Linear bandits with polylogarithmic minimax regret
Josep Lumbreras, Marco Tomamichel
TL;DR
This work introduces a linear bandit model with vanishing noise, where the noise variance satisfies $\sigma_t^2 \le 1-\langle\theta,a_t\rangle^2$, and proposes LinUCB-VN, a weighted regularized least-squares approach that preserves optimism while adapting to decreasing noise. A geometric action-scheme ensures the design matrix satisfies $\lambda_{\min}(V_t)=\Omega(\sqrt{\lambda_{\max}(V_t)})$, enabling instantaneous regret $\sim 1/t$ and a cumulative polylogarithmic regret of $O(d^4\log^3 T)$. The analysis combines a weighted confidence region, a batch-based action update, and a novel eigenvalue-growth argument that is robust to the noise model. The paper also establishes a minimax lower bound for the constant-noise setting and discusses the limitations of standard lower-bound techniques under vanishing noise, underscoring the novelty and potential of the proposed approach in quantum tomography and other applications where measurement noise decays with alignment to the unknown parameter.
Abstract
We study a noise model for linear stochastic bandits for which the subgaussian noise parameter vanishes linearly as we select actions on the unit sphere closer and closer to the unknown vector.
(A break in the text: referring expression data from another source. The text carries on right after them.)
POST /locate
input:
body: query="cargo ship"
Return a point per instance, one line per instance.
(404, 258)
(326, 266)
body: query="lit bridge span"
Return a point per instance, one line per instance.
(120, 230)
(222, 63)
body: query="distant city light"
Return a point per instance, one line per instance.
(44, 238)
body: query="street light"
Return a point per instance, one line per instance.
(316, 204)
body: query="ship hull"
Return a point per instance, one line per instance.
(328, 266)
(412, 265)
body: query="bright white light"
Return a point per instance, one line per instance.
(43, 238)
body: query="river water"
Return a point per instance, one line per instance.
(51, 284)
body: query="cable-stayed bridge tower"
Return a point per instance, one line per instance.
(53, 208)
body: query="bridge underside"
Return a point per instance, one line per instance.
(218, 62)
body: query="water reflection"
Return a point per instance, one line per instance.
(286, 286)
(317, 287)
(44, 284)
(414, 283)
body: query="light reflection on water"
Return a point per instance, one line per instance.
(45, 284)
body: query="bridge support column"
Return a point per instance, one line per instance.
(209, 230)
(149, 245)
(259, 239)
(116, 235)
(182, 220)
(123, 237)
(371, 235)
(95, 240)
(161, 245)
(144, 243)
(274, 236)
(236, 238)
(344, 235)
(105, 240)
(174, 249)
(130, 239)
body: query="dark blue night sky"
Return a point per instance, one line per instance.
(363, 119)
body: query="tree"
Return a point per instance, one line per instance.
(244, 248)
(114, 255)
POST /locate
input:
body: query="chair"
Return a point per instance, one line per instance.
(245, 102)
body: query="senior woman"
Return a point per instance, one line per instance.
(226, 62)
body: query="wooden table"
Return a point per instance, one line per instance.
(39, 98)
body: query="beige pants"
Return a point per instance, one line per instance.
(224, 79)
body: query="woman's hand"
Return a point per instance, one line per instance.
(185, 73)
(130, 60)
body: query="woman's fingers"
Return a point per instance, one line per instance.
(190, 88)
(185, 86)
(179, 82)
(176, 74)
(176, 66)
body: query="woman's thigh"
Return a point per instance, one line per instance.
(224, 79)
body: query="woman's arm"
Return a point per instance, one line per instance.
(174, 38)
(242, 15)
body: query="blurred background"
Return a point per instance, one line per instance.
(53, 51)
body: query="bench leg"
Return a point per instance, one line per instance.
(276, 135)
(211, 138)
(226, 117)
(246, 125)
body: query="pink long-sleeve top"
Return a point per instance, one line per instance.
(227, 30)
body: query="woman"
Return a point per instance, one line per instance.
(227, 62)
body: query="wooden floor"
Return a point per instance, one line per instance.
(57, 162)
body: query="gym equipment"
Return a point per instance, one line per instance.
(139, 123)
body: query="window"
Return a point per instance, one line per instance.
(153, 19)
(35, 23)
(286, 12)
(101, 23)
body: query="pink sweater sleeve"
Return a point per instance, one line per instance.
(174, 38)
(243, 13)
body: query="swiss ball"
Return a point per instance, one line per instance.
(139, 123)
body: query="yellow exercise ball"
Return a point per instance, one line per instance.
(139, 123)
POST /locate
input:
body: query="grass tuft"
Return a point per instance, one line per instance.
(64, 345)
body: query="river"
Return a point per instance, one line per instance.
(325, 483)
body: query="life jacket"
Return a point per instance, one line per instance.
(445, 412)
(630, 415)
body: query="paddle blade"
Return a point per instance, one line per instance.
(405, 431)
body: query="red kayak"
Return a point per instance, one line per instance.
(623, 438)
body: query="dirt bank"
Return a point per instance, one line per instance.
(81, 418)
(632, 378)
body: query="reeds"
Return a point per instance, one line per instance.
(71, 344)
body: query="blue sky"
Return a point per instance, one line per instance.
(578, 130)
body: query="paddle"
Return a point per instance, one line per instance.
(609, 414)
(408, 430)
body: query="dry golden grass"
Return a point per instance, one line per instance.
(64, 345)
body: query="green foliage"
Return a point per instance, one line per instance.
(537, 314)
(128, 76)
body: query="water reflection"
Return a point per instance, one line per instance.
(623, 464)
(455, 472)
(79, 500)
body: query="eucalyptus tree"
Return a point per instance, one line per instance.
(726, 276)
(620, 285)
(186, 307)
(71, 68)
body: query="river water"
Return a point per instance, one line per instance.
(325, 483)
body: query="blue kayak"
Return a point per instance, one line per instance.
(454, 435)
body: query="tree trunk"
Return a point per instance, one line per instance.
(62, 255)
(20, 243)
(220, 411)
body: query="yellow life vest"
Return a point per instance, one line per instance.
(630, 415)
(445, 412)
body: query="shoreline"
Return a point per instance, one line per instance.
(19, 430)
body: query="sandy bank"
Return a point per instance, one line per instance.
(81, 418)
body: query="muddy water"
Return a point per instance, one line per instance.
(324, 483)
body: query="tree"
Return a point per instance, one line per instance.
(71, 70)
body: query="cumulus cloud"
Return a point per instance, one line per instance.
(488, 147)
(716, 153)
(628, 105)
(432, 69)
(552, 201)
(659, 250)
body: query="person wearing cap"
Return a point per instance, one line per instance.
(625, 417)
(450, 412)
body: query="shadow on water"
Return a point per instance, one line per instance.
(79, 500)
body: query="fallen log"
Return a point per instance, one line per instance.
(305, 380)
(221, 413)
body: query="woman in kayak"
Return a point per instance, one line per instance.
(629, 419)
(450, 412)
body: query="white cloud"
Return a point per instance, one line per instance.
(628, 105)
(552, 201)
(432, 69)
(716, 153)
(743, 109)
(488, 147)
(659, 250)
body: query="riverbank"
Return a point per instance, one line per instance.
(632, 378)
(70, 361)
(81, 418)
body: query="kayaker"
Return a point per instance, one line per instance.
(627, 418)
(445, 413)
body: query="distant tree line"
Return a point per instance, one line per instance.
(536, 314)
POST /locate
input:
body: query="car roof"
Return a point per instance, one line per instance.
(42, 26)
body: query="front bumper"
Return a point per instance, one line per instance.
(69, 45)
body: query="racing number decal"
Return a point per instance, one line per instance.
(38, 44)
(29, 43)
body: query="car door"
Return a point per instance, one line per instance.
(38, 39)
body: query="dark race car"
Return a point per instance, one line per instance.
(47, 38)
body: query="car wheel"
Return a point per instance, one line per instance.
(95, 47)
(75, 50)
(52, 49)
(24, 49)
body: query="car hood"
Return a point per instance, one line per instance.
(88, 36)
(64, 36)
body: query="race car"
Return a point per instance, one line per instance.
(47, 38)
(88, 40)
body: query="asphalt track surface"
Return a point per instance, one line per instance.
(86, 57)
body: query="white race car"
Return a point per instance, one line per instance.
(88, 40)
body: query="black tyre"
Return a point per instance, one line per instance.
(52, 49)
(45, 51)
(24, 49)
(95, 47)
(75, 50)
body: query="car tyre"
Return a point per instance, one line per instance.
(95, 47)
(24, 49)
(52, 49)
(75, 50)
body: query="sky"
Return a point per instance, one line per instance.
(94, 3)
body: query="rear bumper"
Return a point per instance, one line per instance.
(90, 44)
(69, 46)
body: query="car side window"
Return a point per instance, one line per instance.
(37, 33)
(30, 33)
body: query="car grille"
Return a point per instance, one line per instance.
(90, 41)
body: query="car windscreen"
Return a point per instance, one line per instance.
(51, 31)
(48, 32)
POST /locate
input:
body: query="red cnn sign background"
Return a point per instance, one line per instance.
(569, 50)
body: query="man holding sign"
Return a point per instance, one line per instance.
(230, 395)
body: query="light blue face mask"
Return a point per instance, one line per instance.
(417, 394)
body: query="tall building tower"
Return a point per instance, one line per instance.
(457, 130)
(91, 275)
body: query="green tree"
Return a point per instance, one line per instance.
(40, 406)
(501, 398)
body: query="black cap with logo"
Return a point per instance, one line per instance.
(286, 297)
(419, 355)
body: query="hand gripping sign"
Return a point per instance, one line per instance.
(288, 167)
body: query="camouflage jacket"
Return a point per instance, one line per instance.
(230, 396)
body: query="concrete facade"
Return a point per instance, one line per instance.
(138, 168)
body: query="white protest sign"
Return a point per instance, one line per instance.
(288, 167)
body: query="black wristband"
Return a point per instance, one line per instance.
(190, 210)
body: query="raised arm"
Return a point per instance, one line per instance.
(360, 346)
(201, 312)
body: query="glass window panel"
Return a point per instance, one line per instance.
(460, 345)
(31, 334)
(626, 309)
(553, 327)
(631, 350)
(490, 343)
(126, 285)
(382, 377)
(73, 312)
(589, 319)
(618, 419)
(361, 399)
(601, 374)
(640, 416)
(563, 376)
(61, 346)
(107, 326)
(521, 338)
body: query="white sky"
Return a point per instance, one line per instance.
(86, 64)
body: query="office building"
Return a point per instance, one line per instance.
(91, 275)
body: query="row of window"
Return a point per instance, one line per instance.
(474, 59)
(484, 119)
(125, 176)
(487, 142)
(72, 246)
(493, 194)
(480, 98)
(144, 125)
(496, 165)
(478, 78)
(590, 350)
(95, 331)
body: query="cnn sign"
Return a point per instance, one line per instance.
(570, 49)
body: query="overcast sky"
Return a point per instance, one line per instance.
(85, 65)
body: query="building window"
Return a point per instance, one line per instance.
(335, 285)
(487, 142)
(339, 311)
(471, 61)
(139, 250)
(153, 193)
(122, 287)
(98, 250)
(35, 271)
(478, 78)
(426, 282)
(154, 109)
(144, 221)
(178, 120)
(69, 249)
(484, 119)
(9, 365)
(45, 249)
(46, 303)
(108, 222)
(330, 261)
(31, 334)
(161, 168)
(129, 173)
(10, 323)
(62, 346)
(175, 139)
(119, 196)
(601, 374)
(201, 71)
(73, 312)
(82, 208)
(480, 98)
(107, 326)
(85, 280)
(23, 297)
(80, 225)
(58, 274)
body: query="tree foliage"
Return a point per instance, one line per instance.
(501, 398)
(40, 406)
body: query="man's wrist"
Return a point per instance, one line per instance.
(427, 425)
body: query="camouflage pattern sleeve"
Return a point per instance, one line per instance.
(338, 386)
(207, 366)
We introduce an algorithm for this problem that exhibits a minimax regret scaling as $\log^3(T)$ in the time horizon $T$, in stark contrast the square root scaling of this regret for typical bandit algorithms. Our strategy, based on weighted least-squares estimation, achieves the eigenvalue relation $λ_{\min} ( V_t ) = Ω(\sqrt{λ_{\max}(V_t ) })$ for the design matrix $V_t$ at each time step $t$ through geometrical arguments that are independent of the noise model and might be of independent interest. This allows us to tightly control the expected regret in each time step to be of the order $O(\frac1{t})$, leading to the logarithmic scaling of the cumulative regret.